Los Campesinos! Tell Us How They Got Somber All Of A Sudden.

After 2010’s Romance is Boring, many critics were quick to proclaim the end of Los Campesinos!’s relevancy.

But their followup, November’s Hello Sadness, serves as something of a rebound effort for the band. The balance of morose lyrics atop the manic energy of the seven-piece band is more akin to the band’s earlier works. And it may indicate a band with a little more gas left in its proverbial tank after all.

Good thing, too: After their 2008 song “You! Me! Dancing!” was featured in the heavily-rotated “Grab Some Buds” spots that Budweiser ran during last baseball season, the band is arguably more popular now than ever before.

Prior to their highly-anticipated show at Dada this Wednesday, we caught up with adorable bassist Ellen Campesinos! to ask her about the origins of the band’s name, their efforts in recording abroad and their biggest priority upon arriving in Texas.

You guys have a pretty varied instrumentation. Did you sit down and say, “We need a French horn and a glockenspiel and a violin?” Or was it more of a, “Hey, here are the people I want to be in a band with, and here is what they play” kind of thing?
I think it was a case more of who we knew as friends. We all met at university, and it was a case of, “Oh, my friend plays, and my friend sings, and I’ve got a girl friend that sings, and I know someone that plays violin.” I guess it was more a case of who you knew, rather than knowing people who played specific instruments.

Do you find touring as a seven-piece that you have to be much more organized or calculated than a standard four-piece rock band?
Oh no, not at all.

Does it make it easier to replace members?
I think that it is really important to remember that it is that person’s decision to leave, and we’ve been really lucky knowing a lot of people that can join and are willing to. [Since] we know them, it has been really easy to transition.
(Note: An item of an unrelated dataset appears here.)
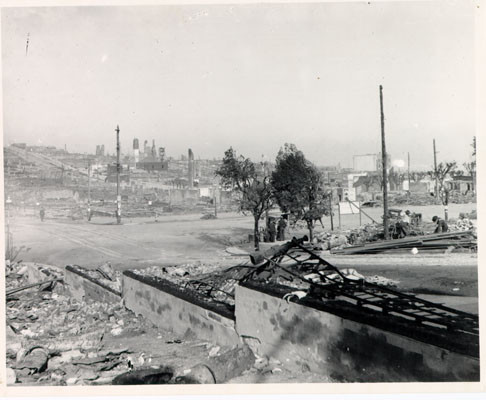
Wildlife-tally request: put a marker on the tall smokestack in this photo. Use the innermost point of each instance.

I don’t think numbers make it any easier to replace somebody, not at all.

The name Los Campesinos has a lot of political undertones behind it. Are politics something important to the band? Do you guys feel like it’s important for your songs to have some sort of strong meaning behind them?
The band name actually was made up by Neil the guitarist because he had taken Spanish and liked how the two words sounded together. I honestly don’t think we would have chosen that name if we had ever thought the band would be this successful. It’s just that it stuck. I don’t think anyone should read into it.

How did you guys arrive at the decision to all use the Campesinos! surname? Do you feel like you are kind of like a big family?
Yeah, I think that’s the most important thing. That’s why we wanted to take on the name. Having this many members is like one big family. I mean, there’s seven of us. We all feel like we’re all part of team or big family. It’s only natural for us all to take on the same name.

Reviews for Hello Sadness call it a sort of rebirth for the band. A lot of them say that the group sounds re-energized this time around. Is that how you guys feel about it as well?
When we went to write this album, we all sat down together and said that we wanted to make a very focused and direct album, and we all went into it with that opinion and wanting to do our best. I think that’s why people have that opinion of it, because we were all working towards exactly the same thing.

You recorded the album abroad in Spain. How does that effect the recording process, what with you being in a more unfamiliar setting?
We recorded two albums in Seattle as well in the past, so it’s mostly just an excuse to spend some time in a country that isn’t the U.K. You kind of surround yourself in the album because that’s all you know. I mean, if we did it in the U.K. we’d be popping home or catching up with people a lot more. The fact that we are in a totally different country means that we are able to totally get immersed in the album and the recording process.

What are you looking forward to most about coming back to Texas?
Well, we all are fans of Mexican food. So getting some good Mexican food is going to be a priority of ours, I’m sure.